Dense methylation of types 1 and 2 regulatory regions of the CD10 gene promoter in infant acute lymphoblastic leukemia with MLL/AF4 fusion gene.

Infant acute lymphoblastic leukemia (ALL) displays distinct biologic and clinical features with a poor prognosis. The CD10-negative immunophenotype of infant ALL is a hallmark and provides a predictable signature of mixed-lineage leukemia (MLL) rearrangement. Although CD10 negativity reflects an earlier stage of B-cell development, complete IgH gene rearrangements (VDJH), found in almost half of the patients, show more mature IgH status.

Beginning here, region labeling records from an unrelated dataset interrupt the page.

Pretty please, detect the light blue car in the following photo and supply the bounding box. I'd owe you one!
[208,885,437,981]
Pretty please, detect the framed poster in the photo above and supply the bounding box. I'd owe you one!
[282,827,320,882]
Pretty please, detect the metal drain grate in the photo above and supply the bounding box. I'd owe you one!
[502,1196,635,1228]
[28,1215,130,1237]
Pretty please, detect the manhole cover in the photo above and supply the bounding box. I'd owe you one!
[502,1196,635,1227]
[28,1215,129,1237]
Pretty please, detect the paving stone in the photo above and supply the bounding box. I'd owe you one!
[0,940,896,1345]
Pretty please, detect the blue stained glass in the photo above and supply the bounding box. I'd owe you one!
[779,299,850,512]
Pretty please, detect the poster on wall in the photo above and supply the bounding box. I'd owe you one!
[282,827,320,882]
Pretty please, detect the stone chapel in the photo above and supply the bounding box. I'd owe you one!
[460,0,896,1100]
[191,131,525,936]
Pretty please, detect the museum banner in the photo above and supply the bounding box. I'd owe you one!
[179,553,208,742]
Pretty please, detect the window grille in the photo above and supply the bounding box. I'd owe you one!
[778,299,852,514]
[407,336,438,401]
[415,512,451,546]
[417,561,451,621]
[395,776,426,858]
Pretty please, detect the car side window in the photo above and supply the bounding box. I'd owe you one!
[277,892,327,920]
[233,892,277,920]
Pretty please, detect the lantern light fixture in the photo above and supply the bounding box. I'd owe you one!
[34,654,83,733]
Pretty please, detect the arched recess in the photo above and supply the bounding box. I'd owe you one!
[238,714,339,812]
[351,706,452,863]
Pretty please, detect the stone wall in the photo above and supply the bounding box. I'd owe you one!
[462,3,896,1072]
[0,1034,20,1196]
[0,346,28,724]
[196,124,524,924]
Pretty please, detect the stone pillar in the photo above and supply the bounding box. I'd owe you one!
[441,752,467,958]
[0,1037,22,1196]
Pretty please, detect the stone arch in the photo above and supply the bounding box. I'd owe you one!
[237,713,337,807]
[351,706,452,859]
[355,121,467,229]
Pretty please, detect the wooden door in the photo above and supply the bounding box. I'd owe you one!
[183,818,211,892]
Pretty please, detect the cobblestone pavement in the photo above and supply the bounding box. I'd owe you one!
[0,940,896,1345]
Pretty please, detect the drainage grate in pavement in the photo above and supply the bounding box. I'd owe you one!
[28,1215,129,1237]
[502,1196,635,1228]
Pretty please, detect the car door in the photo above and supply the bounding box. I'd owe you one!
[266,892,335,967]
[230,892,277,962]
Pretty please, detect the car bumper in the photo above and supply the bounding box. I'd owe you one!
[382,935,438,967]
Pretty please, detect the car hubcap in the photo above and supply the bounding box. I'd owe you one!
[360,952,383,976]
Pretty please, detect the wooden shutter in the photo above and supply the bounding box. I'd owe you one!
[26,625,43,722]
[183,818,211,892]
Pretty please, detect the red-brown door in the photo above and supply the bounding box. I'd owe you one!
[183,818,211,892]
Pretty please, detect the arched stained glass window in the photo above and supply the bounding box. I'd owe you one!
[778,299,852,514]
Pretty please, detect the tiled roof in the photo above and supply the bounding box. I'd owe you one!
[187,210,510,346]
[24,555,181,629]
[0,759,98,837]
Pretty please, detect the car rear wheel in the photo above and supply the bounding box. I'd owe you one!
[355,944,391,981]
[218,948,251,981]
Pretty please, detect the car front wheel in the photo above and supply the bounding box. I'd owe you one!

Discordance between immunophenotype and genotype of infant ALL suggests an aberrant process in immunophenotypic steps of differentiation or a secondary down-regulation of CD10 expression. In this study, CD10-negative infant ALL with MLL/AF4, CD10-positive infant ALL with germline MLL, CD10-positive pre-B ALL cell line, infant acute myeloid leukemia (AML; M5) with MLL/AF9 and pediatric AML (M2) with AML1/ETO were analyzed for VDJH status and methylation of CD10 gene promoters. Three of the 4 infant ALL samples showed complete rearrangements of the VDJH gene with productive joints. Bisulfite sequencing of CD10 type 1 and 2 promoters showed that more than 84% of the cytosine-phosphate-guanine (CpG) dinucleotides identified were methylated in all 3 CD10-negative infant ALL samples with MLL/AF4. The CpG dinucleotides distributed in the clusters of putative Sp1-binding sites and functionally active regulatory regions of the promoters were fully methylated. In contrast, none of the CpG dinucleotides were methylated in the CD10-positive ALL samples. Structural evidence of dense methylation in the CD10 gene promoter suggested that methylated transcription factor binding sites contribute to CD10 silencing as an epigenetic mechanism.